Nova est prête. Formation exigeante, entrainement intensif. La voilà à deux doigts d'accéder à ce qu'elle désirait absolument : partir pour les étoiles. Mais une formalité légale se dresse entre elle et son but : une fête d'adieu. Car il faut savoir que ce voyage dans l'espace est à sens unique. Vu la durée du vol, Nova ne reviendra jamais sur Terre. Mais cela semble moins la déranger que la perspective de cette soirée festive…
La première page nous plonge directement et efficacement dans un monde futuriste : un long couloir aux couleurs métalliques, avec de possibles hublots et des éclairages blanc froid donne sur un siège, minuscule, dans le lointain. du type siège de pilote. On devine une tête, sorte de boule blanche, posée au sommet du dossier. La page suivante est une sorte de zoom avant qui va nous faire découvrir Nova dans sa tenue de spationaute. Elle ne la quittera jamais, même si elle portera une version plus courte lors de la fête.
Dès la première image, dès les premiers mots, on est dans un univers de SF. Tant dans les objets que dans les costumes. Et les personnages qui apparaissent ensuite, des scientifiques à l'allure stéréotypique (chauves, lunettes blanches aveugles – comme Nova, d'ailleurs –, blouse blanche), ne font rien pour changer l'atmosphère, au contraire. Tout comme l'évocation du voyage avec ses galaxies qui s'affichent en grand sur les pages. On est donc bien dans un récit de SF.
Mais tout bascule quand Nova accepte, contrainte et forcée, l'organisation de cette fête d'adieu qu'elle semblait vouloir éviter à tout prix. Elle a d'ailleurs « introduit une demande d'exemption » refusée pour des questions juridiques (Ah ! Les craintes des procès sont décidément partout !). Comme rien n'y fait, elle va devoir supporter cela. Et on sent que cela lui pèse : il suffit de voir sa position abattue, transpirant à grosses gouttes à la page 18.
On en est qu'au début de l'histoire et l'espace est relégué au second plan Il réapparaîtra surtout sur la fin. Place aux amis venus de l'a jeunesse de Nova. Et à la difficulté d'être dans notre monde. Où l'on comprend mieux pourquoi la jeune fille a tant travaillé pour obtenir ce poste et est prête à tout quitter pour une mission, sinon suicide, du moins exigeante. Nova va donc retrouver trois anciens amis : Ulysse, Iseult et Alan. Je pourrais vous les décrire, mais ce serait vous gâcher la surprise. Car chacun a son bagage, plus ou moins lourd, plus ou moins évident à gérer. Mais dans tous les cas, difficile à supporter au quotidien. D'où la force de ces retrouvailles qui sont comme une coupure dans le quotidien. Et donc une façon, involontaire, de faire le point sur les existences.
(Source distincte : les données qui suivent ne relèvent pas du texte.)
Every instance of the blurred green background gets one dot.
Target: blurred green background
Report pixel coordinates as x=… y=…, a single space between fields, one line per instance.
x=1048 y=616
Et les écarts fabuleux qui existent entre les espérances de jeunesse, les passions, les moitiés, les amours, les désirs et la réalité du jour le jour. Avec la violence de la différence et de sa réception par les autres. Avec les claques subies, qui vous font baisser les bras.
Les histoires des quatre anciens amis sont belles en elles-mêmes. Mais les dessins au feutre à alcool leur apportent une beauté singulière. Tout comme la mise en page, avec des procédés efficaces, éclairants (comme la multiplication de petites cases qui permettent de décrire de façon rapide une action, en la découpant en mini-séquences). Tout simplement beaux parfois : les silhouettes en ombre à travers les vitres de la page 99, Nova sur le lac où l'eau et l'espace se mêlent page 149.
Vive Noël et ses cadeaux surprises ! Je ne l'avais pas vu venir celui-là et c'est l'un de ceux qui m'a le plus plu. Je comprends tout à fait pourquoi il a obtenu le prix des Utopiales BD en 2023. La finesse d'analyse des caractères et la justesse de leurs interactions m'a laissé ému parfois, réjoui à d'autres moments. Et le dessin, qui ne m'avait pas attiré au premier abord, m'a complètement happé jusqu'à la dernière vignette. Merci.